Saturday, August 2, 2008

Peace and Justice!

On Thursday, 31 July, the United Nations Security Council adopted resolution 1828 (2008) renewing the mandate of UNAMID, the UN-African Union peacekeeping mission in Darfur, for another year (resolution [PDF] and meeting record S/PV.5947 [PDF]).

At the last minute the decision was complicated by the request of the African Union (S/2008/481 [PDF]) for the Security Council to use its power to suspend a possible International Criminal Court (ICC) indictment of Sudanese President al-Bashir for genocide, saying that prosecuting Sudan's president might set back the Darfur peace process. Subsequent proposals to include a reference to Article 16 of the ICC statute in the resolution, which allows the Security Council to defer ICC investigations or prosecutions for a period of 12 months, resulted in differences among Council members.

Resolution 1828 (2008) was finally adopted with 14 votes in favour and an abstention by the United States.

Nearly half the Council had made the reference to the ICC a condition for renewing the peacekeeping mandate. The US ambassador to the UN said that, while his country supported the UNAMID mission, it was abstaining because the language on the ICC would send the wrong message when trying to eliminate the climate of impunity and there should be no compromise on the issue of justice.
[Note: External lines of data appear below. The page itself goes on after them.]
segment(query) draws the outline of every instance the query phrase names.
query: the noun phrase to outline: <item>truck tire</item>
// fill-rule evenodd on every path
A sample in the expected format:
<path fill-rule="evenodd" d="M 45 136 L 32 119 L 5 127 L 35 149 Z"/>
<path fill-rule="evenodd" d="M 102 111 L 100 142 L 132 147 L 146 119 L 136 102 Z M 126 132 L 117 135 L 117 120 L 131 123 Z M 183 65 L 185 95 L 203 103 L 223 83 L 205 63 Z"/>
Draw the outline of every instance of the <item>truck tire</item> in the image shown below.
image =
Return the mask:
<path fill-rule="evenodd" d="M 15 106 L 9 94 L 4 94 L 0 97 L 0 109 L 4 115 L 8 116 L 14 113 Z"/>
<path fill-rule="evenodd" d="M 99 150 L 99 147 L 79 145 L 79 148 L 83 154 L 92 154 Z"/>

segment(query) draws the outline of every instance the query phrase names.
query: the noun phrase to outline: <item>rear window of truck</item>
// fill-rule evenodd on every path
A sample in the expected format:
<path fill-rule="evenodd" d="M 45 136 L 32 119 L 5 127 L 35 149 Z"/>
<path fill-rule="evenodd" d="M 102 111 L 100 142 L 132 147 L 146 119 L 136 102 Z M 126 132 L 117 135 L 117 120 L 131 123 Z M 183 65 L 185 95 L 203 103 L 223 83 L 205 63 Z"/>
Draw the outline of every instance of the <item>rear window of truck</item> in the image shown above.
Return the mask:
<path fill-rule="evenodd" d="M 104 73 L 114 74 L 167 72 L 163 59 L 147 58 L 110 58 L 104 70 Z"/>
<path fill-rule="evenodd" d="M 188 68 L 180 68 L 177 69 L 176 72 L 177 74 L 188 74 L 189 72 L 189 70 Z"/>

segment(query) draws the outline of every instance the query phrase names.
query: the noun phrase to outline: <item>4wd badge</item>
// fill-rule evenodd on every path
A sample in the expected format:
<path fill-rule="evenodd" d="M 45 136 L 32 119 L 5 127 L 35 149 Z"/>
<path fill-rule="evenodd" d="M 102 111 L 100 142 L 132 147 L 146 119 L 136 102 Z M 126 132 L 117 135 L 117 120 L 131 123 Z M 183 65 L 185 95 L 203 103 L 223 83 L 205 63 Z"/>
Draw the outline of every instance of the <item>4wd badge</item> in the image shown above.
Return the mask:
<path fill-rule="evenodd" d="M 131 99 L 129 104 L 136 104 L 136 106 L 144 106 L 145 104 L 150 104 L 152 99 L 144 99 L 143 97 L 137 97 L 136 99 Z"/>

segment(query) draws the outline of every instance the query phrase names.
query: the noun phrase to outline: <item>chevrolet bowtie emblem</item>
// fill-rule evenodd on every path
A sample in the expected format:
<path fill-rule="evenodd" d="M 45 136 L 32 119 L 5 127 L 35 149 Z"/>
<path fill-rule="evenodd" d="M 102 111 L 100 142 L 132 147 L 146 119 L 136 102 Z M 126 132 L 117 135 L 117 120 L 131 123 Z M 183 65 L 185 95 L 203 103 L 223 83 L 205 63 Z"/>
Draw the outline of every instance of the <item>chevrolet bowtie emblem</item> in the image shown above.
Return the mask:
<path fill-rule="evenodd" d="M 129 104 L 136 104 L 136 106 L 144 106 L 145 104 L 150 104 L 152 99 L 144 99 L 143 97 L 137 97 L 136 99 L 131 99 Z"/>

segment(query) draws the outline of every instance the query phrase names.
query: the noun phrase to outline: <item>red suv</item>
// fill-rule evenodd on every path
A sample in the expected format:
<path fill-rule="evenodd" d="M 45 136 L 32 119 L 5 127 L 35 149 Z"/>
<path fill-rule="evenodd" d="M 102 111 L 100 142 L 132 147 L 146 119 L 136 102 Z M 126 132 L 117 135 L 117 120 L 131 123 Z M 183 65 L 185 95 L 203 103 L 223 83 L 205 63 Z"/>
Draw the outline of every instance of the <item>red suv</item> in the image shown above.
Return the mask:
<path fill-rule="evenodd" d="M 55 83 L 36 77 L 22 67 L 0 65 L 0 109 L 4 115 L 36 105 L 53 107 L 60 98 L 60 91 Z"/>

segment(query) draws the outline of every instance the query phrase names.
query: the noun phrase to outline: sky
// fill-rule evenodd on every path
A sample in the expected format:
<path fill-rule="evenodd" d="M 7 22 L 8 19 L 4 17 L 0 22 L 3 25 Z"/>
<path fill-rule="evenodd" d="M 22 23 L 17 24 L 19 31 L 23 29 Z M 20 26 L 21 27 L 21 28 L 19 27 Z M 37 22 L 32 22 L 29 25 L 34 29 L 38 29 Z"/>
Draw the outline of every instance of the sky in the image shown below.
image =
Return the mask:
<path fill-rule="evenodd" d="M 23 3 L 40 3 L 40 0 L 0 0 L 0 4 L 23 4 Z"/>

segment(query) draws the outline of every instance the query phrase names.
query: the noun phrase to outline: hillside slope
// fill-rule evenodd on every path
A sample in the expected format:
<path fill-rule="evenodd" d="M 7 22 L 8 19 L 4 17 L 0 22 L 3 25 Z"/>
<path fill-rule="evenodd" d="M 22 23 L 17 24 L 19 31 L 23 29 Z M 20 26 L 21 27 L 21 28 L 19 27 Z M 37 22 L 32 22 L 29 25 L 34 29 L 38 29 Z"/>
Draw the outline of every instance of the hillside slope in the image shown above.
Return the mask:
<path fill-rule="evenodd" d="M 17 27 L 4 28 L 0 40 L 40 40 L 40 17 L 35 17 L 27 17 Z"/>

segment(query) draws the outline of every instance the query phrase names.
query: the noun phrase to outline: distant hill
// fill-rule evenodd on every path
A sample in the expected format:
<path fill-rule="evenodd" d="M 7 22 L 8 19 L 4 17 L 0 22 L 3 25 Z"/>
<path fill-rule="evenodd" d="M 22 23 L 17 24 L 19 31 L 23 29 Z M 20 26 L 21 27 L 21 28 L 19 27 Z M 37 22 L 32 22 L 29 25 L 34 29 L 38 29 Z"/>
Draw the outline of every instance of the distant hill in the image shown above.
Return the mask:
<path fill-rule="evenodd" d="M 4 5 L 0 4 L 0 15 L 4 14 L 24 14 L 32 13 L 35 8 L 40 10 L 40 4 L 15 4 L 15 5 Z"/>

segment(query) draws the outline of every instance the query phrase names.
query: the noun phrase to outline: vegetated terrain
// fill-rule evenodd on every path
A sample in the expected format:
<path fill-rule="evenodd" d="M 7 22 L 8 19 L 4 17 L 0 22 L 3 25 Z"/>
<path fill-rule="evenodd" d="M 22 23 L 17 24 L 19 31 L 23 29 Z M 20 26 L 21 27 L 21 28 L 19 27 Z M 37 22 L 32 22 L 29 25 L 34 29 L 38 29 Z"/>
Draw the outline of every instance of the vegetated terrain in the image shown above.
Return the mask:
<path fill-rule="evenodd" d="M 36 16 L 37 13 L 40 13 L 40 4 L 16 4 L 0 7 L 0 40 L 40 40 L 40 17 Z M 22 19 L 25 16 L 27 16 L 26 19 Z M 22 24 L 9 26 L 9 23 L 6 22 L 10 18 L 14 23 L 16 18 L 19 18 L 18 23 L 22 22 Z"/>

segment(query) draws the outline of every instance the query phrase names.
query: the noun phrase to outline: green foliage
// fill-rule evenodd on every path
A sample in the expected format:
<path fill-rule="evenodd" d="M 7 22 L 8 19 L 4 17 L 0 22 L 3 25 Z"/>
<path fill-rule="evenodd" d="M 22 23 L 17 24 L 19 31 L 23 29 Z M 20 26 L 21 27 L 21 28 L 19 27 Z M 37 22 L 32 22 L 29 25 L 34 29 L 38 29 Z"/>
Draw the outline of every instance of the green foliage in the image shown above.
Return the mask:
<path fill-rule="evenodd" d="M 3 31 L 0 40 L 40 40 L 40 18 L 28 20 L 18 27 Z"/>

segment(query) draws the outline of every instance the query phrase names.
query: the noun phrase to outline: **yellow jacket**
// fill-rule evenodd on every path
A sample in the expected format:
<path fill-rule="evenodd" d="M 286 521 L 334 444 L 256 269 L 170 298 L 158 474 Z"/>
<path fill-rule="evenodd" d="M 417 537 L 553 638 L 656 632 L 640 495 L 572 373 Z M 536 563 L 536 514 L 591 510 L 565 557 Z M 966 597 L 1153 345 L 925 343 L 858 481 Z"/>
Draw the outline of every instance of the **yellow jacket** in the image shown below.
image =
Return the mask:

In paragraph 9 of the preamble of the resolution the Council refers to the African Union's communiqué without mentioning the request:
Taking note of the African Union (AU) communiqué of the 142nd Peace and Security Council (PSC) Meeting dated 21 July, having in mind concerns raised by members of the Council regarding potential developments subsequent to the application by the Prosecutor of the International Criminal Court of 14 July 2008, and taking note of their intention to consider these matters further”
After the vote was taken, the ambassador of the UK, the resolution’s sponsor, stated that "no position has been taken by the Security Council on the question of whether to take any action on the proposal by the Prosecutor of the International Criminal Court to indict President Al-Bashir." He continued to say that it would not be right to discuss that issue as part of the UNAMID peacekeeping resolution. Although it was the SC itself that had decided in resolution 1593 (2005) that the situation in Darfur warranted an investigation by the ICC, the discussion on whether to invoke Article 16 of the ICC Statute in this case would "raise profound questions about the relation between peace and justice. It is not something the Council should rush into.”